Employee layoffs in the Franklin County Assessor’s Office were avoided by the county commission’s approval of emergency funds Tuesday to cover state money that has been frozen by the governor’s office, officials said.
A budget battle between the governor and the Legislature has put state funding for the Franklin County Assessor’s Office in jeopardy, Presiding County Commissioner John Griesheimer said.
“It’s like a chess game, and we’re pawns in the middle,” Griesheimer added.
The $215,220 that the county assessor’s office was supposed to get from the state has been frozen as of the start of the fiscal year Tuesday.
That is money that goes to pay for operational costs, such as salaries and fuel, in Assessor Tom Copeland’s office.
The county commission approved transferring to the assessor’s office up to $215,220 from emergency funds to cover the state money that is being held back at this time.
In the meantime, county officials hope the Legislature and governor can reach an agreement to restore the state funding to the assessor’s office.
“This sort of bickering between the Legislature and the governor puts us in a horrible position as counties,” First District County Commissioner Tim Brinker said.
County officials note that the assessor’s office is required by law to assess parcels and now the state is taking the funding away, creating an unfunded mandate.
The county is “being put into a vice between the governor’s office and the Legislature,” Griesheimer said.
State funding for all assessors’ budgets are part of $786 million in budget vetoes and restrictions that Gov. Jay Nixon said he made to bring the state budget into balance.
More than a dozen special breaks for various industries were partly to blame for the budget being out of balance, Nixon said. He vetoed those breaks, but the Legislature could still override him in the September veto session.
Therefore, local officials don’t expect to know until after the veto session whether the state funding for the county assessor’s office will be restored.
‘Are We Going to Get Paid?’
It would have meant layoffs for the assessor’s office if the county commission did not transfer funds to the office to cover the state funding shortfall, Griesheimer noted.
“The bottom line is you’re being held hostage right now with no (state) money coming in,” Griesheimer told Copeland.
One employee of the assessor’s office was “pale as a ghost” after hearing about the state cuts and asked, “ ‘Are we going to get paid next Thursday?’ ” Copeland said.
Copeland explained that his office is supposed to get a $3 reimbursement from the state for each parcel it reviews.
It is “ridiculous” to withhold that funding from the assessors’ offices to help bring the budget in balance, Griesheimer said.
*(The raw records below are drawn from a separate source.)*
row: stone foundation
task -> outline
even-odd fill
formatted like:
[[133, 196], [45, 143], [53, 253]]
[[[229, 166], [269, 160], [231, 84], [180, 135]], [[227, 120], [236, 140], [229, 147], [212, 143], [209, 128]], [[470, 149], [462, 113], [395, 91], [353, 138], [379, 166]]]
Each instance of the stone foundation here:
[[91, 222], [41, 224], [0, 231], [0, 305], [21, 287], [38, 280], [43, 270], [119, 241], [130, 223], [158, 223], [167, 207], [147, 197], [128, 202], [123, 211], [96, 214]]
“I don’t see legally how he (the governor) can do that,” Griesheimer said. “This (property assessment) is a mandated action by the state. You’re mandated to provide these services, and now all of the sudden they are withholding the money.”
Separate from the state money, the assessor’s office also gets about $655,000 from the county taxing entities, Copeland said.
Several years ago, Copeland had to lay off some employees and reduce some salaries for others due to a state funding cut, he said.
Now he said he is at “bare bones manpower.”
This is an “ugly” fight between the Legislature and the governor, Griesheimer said adding, “This is a blood sport right now.”
Gov. Nixon’s action on the state budget affects far more than just county assessors’ offices. Many other services, such as courts and education, are impacted by the governor’s budget vetoes and restrictions.
“As governor, it’s my responsibility under the Missouri Constitution to keep the budget in balance by ensuring the spending authorized by the General Assembly does not exceed available revenue,” Nixon said in the release. “These actions are not easy, but they are absolutely essential to putting the budget back in balance and keeping the state on a fiscally responsible path.”
Second District Commissioner Mike Schatz said the county should be “proactive” in approaching the governor’s office on the withheld funding. He added that the Missouri Association of Counties could get involved.
Griesheimer noted that the governor also froze a $3 per day increase in the reimbursement the county gets from the state for housing prisoners.